Does Amazon’s Inventory Commingling Help Fake Products Fly Under The Radar?

Image courtesy of (protohiro)

When you order a certain brand’s product on Amazon and end up with a fake version of the real thing, who’s to blame? Some companies say it’s Amazon’s fault for commingling its inventory at some warehouses in the name of expediency, mixing up products that come directly from them with third-party sellers who also use the e-commerce giant’s warehouse order-fulfillment services.

The Wall Street Journal gives the example of the company that makes Tovolo-brand ice-cube molds and trays, ICI USA LLC. The company sells its products to Amazon directly but there are also third-party merchants sending Tovolo trays through the Internet retailer’s fulfillment warehouses. And that method is allowing fakes to squeak through, ICI says.

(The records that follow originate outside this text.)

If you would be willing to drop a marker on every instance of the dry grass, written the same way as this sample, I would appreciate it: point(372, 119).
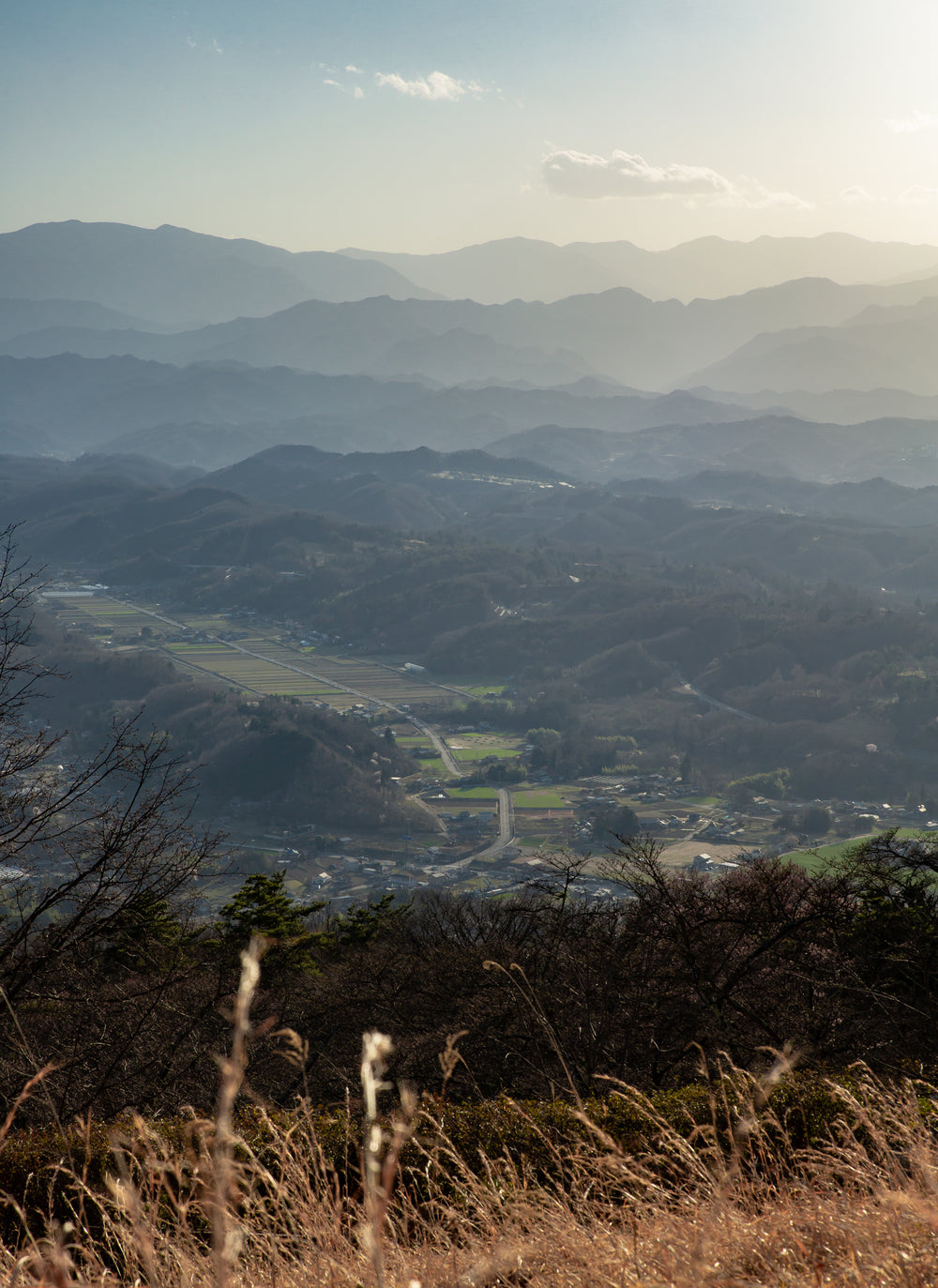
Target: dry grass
point(723, 1208)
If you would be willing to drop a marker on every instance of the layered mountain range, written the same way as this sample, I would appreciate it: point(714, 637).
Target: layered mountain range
point(789, 357)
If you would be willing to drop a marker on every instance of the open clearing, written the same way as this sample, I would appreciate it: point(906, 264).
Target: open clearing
point(254, 662)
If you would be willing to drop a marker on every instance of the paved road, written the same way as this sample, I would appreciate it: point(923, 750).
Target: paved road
point(452, 765)
point(686, 687)
point(506, 827)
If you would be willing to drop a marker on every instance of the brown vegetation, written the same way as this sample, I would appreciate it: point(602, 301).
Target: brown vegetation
point(734, 1202)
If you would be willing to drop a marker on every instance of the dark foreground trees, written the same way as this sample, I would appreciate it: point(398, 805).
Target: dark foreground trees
point(98, 859)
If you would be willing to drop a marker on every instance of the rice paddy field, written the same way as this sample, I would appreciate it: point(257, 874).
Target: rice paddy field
point(255, 663)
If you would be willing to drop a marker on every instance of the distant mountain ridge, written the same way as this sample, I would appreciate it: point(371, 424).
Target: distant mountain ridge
point(216, 414)
point(520, 268)
point(619, 335)
point(178, 277)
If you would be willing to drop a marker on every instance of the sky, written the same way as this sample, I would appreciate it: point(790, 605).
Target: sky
point(424, 125)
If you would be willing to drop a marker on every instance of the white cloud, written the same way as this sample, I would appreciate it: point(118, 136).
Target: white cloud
point(914, 123)
point(625, 174)
point(434, 88)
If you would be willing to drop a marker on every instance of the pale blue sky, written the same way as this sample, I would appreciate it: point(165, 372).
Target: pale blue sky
point(424, 125)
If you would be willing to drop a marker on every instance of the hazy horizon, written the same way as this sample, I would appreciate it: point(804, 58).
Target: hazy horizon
point(420, 128)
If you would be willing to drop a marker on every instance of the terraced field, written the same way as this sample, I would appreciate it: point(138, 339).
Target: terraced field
point(255, 674)
point(255, 663)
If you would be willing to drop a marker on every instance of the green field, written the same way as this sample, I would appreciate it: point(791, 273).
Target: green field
point(816, 860)
point(275, 669)
point(538, 800)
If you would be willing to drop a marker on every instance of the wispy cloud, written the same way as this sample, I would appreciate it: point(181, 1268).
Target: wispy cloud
point(627, 174)
point(435, 88)
point(915, 123)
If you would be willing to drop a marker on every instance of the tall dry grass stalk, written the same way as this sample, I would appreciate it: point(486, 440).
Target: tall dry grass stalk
point(728, 1205)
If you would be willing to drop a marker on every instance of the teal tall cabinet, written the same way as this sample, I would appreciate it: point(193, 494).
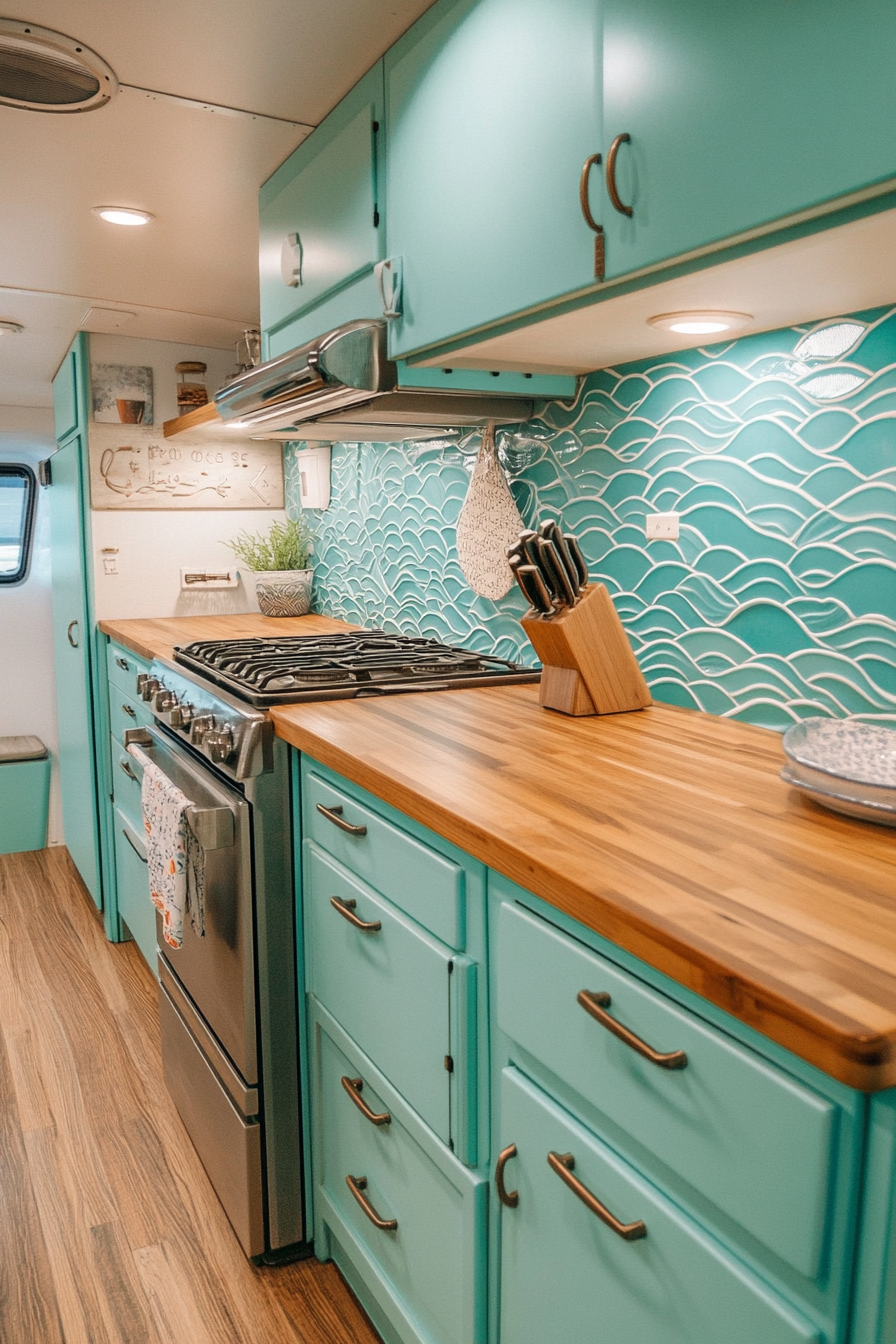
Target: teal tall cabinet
point(739, 116)
point(81, 703)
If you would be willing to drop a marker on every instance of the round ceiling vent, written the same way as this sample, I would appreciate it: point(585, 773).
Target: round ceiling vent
point(42, 70)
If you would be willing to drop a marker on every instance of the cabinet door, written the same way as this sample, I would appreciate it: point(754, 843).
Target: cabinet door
point(740, 114)
point(567, 1276)
point(325, 196)
point(492, 109)
point(71, 644)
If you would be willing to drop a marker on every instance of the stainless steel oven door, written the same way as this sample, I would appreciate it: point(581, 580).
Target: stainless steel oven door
point(216, 971)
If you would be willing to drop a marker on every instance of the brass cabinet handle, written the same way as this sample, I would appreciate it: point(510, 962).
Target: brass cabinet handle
point(353, 1089)
point(511, 1198)
point(335, 815)
point(625, 139)
point(563, 1165)
point(133, 846)
point(597, 1004)
point(599, 252)
point(345, 909)
point(356, 1184)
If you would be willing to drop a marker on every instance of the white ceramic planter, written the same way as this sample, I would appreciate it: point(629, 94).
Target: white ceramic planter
point(284, 592)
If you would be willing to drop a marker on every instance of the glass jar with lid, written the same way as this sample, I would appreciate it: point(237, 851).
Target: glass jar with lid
point(191, 386)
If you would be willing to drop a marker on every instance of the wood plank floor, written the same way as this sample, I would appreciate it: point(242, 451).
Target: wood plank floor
point(109, 1229)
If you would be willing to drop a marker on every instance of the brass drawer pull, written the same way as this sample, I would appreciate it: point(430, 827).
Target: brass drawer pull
point(353, 1089)
point(133, 846)
point(356, 1184)
point(335, 815)
point(599, 261)
point(345, 909)
point(563, 1165)
point(625, 139)
point(511, 1198)
point(597, 1005)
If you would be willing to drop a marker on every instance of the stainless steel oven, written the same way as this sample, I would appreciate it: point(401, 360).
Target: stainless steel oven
point(229, 999)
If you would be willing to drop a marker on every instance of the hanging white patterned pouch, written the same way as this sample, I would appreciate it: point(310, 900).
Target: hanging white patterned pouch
point(488, 523)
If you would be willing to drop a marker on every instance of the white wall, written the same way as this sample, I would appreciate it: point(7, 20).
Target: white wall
point(153, 546)
point(27, 675)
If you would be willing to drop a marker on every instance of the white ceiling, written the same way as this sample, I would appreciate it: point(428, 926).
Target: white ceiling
point(192, 274)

For example, one customer said his wife bought him a specific cube tray from Tovolo, listed as sold by Amazon. But the couple claims the tray was flimsy, water slopped out of it and it just basically sucked. When he bought the same tray at a kitchenware store, he realized he likely had a fake.

“The ice cubes slide out much more easily, and it’s more stable when full of water,” the man explained. “I definitely wish I’d gotten the correct tray the first time.”

So just to make sure customers aren’t getting faked out with seemingly identical Tovolo products, chief executive Matthew Frank will temporarily slow down shipments to Amazon and conduct test buys when the supply is running low. He says there are more knockoffs mixed in when there isn’t as much of the real thing available directly from his company.

Part of the problem is with Amazon’s inventory system, critics say. Third-party sellers sign up to shill stuff through Amazon’s order-fulfillment services. All those products often get pooled together by bar code, regardless of whether they come from the brands themselves or other distributors. That way, Amazon can grab whichever product that’s ordered at the nearest warehouse to the customer.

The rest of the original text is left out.